Smiling at Sara’s obvious surprise, he went on. “That’s right. The very first night, after seeing you at The Gables, he called me and told me you were the one. He was afraid he might never run into you again. You see, he doesn’t have my talent for flirting with pretty women, so of course he needed my expert advice.” Glen winked, she blushed, and the wedding guests laughed.
“Seriously, though, he was afraid he wouldn’t have a chance with you, him being so old and all. I told him any woman, even one as young as you, would be a fool to turn him down. Then I met you the next summer when I came up for haying on the Fourth of July. You two were having some trouble then, but the chemistry between you was hotter than the fireworks that night.”
The crowd laughed when he waggled his eyebrows suggestively.
“I knew you belonged together. In all the years we’ve been friends, I’ve never seen Jason so happy. You’ve done that for him. And at the risk of swelling his head, he’s about as good as a guy can get. He deserves you.”
Jason nodded to him, a silent thank you for the heartfelt compliment.
“Please join me,” Glen said to the guests, waiting until they rose to continue. “Here’s to Jason and Sara. A perfect match. May they have many happy years together!”
They drank from their champagne glasses. Jason stood and thumped him on the back. Sara kissed him on the cheek and hugged him tight, which was good because the relief of being done made him weak. When Jimmy took the mic and he stepped down from the stage, his legs were shaking.
Back at the table he drained his champagne flute in one swallow. Without even sitting down.
“More?” Linda asked.
Her dry tone penetrated the freefall he was in after the adrenali
ne rush on stage.
“Sorry.” He kissed the top of her head and couldn’t miss Abby’s reaction. She jerked like someone had slapped her.
Linda handed him the bottle of wine. Absently he took it and seated himself, but his gaze was on the woman with the chestnut hair and teal dress. She seemed to be fiercely concentrating on Jimmy’s speech. Deliberately ignoring him the way he had tried earlier to ignore her.
“It’s called Good in Bed,” Linda said.
“What?” She had his attention now.
“The wine. Jason had some on a trip to Washington State, so they ordered it through a New York seller for the wedding because we can’t get it here in Vermont. It’s called Good in Bed.”
Why was she telling him this? She didn’t usually make random conversation, even to help him through a public speaking event.

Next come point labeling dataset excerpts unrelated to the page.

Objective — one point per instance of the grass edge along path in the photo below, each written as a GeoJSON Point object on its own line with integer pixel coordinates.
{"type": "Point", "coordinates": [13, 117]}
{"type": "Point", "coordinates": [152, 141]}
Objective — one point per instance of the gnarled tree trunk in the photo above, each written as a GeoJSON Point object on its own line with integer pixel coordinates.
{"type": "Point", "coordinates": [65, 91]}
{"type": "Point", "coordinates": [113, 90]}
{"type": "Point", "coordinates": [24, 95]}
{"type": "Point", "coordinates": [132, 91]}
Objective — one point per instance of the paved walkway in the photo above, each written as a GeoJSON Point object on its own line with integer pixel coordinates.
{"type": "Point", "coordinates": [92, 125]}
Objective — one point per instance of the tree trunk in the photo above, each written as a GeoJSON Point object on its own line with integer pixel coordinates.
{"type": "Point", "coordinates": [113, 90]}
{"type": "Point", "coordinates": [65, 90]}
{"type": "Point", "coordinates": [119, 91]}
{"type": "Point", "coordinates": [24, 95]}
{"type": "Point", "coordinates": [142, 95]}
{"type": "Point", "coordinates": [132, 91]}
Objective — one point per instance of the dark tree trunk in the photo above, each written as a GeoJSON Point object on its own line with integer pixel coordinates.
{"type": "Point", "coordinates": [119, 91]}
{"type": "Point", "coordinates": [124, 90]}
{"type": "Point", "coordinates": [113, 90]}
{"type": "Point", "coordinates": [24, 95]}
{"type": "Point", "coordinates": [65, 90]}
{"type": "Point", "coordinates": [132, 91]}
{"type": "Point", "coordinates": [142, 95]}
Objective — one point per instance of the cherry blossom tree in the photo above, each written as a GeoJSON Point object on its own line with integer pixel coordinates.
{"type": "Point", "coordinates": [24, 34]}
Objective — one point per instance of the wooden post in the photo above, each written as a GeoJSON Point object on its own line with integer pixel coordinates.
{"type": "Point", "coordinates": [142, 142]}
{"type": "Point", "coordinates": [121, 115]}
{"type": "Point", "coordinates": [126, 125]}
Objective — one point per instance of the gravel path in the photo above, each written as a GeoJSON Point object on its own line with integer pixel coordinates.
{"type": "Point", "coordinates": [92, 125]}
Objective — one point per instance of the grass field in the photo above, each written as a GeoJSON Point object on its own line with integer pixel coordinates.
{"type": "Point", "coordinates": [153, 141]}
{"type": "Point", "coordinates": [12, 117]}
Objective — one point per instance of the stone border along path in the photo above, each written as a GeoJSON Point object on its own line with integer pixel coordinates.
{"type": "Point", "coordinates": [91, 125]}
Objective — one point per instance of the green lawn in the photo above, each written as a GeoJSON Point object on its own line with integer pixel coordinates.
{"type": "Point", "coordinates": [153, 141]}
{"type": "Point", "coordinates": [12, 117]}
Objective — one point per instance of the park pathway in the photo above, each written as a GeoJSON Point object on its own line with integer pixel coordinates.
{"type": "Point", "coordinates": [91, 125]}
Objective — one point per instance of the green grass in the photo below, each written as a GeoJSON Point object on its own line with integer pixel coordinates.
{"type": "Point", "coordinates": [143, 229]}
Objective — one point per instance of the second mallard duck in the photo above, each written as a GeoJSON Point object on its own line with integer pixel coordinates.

“Abby thinks we’re married.”
The wine and Jimmy’s speech were forgotten as both he and the little judge whipped their heads up to look at one another. She looked startled. A flush stained her cheeks.
“Glen’s my big brother.”
Oh.
The question about his wife joining him made sense now. She hadn’t been rude.
Say something.
He could almost hear the encouraging words coming from his sister. Normally he was good with females. He hadn’t been joking about that in his speech, but now he found himself tongue-tied. A combination of high emotion from being on stage and fifteen years of resenting this woman only to use fantasies about her to help him through that ordeal. So what came out of his mouth was simply the first thing he could think of.
“Your hair is curling.” When she looked blankly at him, he explained, “At the side of your face, by your ears.”
Her blush deepened, and she twirled one of the ringlets around a finger, stretching it out until she could see it before letting it pop back into place. “That happens when I’m in a room full of people and it gets warm, or when it’s humid outside.”
He admired the way the curls clung to her cheeks, to the smooth golden skin of her neck.